Does this chapter make any more sense in the context of the entire book?
"Where is the randomness of the sample, when there are two items which are interdependent?"
Given all pairs of people whose join income is $1M, select a pair at random. "All pairs" is an unusual population to select from, but mathematically it's a perfectly valid way to define a random variable.
I recommend to read the book. Taleb's point is that applying gaussian instruments to mandelbrotian data is not only wrong, it has a peculiar characteristic of being mostly right all the way until it goes horribly, horribly wrong. The time lag is crucial at it allows people to accumulate risks without realizing what they do.
Google Books cut off before he got to explaining what the fraud was. Does anyone know?
He seemed to be complaining about assuming distributions were normal without checking, a simple mistakes that is warned against in any introductory statistics class.
Yes, he's unfortunately worth reading, for the drama and stimulation and calling attention to things that are known but not always fully appreciated.
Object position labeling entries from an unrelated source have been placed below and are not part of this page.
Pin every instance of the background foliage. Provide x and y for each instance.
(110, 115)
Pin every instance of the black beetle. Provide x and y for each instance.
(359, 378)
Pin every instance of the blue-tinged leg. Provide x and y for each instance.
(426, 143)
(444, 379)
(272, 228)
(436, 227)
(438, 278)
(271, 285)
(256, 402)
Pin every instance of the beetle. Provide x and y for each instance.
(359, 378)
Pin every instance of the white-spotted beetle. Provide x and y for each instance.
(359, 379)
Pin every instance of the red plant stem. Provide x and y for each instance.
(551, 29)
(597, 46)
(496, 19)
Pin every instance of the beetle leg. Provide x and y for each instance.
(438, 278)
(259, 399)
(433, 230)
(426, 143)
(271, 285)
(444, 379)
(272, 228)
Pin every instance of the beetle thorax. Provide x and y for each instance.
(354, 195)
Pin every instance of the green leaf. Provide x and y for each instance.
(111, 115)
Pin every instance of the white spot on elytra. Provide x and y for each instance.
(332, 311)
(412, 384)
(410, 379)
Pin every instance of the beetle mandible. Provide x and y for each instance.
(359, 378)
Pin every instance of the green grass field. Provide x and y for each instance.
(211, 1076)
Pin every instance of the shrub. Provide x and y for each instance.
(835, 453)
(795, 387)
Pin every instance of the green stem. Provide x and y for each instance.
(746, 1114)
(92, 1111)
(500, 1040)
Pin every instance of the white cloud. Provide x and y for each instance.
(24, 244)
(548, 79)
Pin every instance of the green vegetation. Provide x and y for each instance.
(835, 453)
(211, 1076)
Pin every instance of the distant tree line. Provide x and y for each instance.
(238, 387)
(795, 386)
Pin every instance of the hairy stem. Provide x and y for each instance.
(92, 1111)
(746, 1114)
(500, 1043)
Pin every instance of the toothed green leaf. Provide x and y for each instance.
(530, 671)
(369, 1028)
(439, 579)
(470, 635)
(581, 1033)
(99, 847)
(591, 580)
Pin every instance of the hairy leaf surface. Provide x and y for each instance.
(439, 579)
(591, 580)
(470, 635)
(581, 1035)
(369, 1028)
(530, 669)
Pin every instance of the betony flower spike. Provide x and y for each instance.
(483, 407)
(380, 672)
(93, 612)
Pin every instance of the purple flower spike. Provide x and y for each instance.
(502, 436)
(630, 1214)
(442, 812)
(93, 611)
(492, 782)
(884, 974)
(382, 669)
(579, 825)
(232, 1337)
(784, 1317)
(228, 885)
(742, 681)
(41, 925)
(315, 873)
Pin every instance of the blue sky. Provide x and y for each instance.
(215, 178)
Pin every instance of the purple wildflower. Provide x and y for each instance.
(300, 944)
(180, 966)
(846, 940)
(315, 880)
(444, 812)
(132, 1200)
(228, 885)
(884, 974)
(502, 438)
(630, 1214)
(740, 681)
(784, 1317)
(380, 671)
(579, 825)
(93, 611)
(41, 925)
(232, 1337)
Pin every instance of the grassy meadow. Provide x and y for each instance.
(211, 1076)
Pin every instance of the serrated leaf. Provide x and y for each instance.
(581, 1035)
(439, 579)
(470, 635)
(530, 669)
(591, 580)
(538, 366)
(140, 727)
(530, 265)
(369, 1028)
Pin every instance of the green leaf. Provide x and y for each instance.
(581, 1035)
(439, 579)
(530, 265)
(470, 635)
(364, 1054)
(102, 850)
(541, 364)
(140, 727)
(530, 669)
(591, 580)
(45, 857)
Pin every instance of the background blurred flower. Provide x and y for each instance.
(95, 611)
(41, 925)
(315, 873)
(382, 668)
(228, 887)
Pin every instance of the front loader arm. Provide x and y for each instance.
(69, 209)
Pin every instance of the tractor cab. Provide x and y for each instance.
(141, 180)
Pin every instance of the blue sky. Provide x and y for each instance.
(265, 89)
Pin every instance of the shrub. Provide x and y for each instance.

But I wish he wasn't worth reading.
His hero Mandelbrot on the other hand? A real scholar with radical ideas, not a provocateur.
The important ideas in his book are well known by thinkers, if not all practitioners, in the fields he criticizes. But, oh, the insults! And so much of what he says is "Such and such models have flaws! Throw them away and do nothing at all until you have perfect models!" That's not terribly useful if you are, say, running an insurance firm. Or doing science.
Anyway, here's the issue of American Statistician duly taking him to task on the technicalities, though unfortunately without the bombast and mud-slinging.
http://pubs.amstat.org/toc/tas/61/3
Also could somebody explain to me why hacker types like to name-check Popper but never Kuhn? Is it because the Star Trek TNG episode with the Binars actually got it right?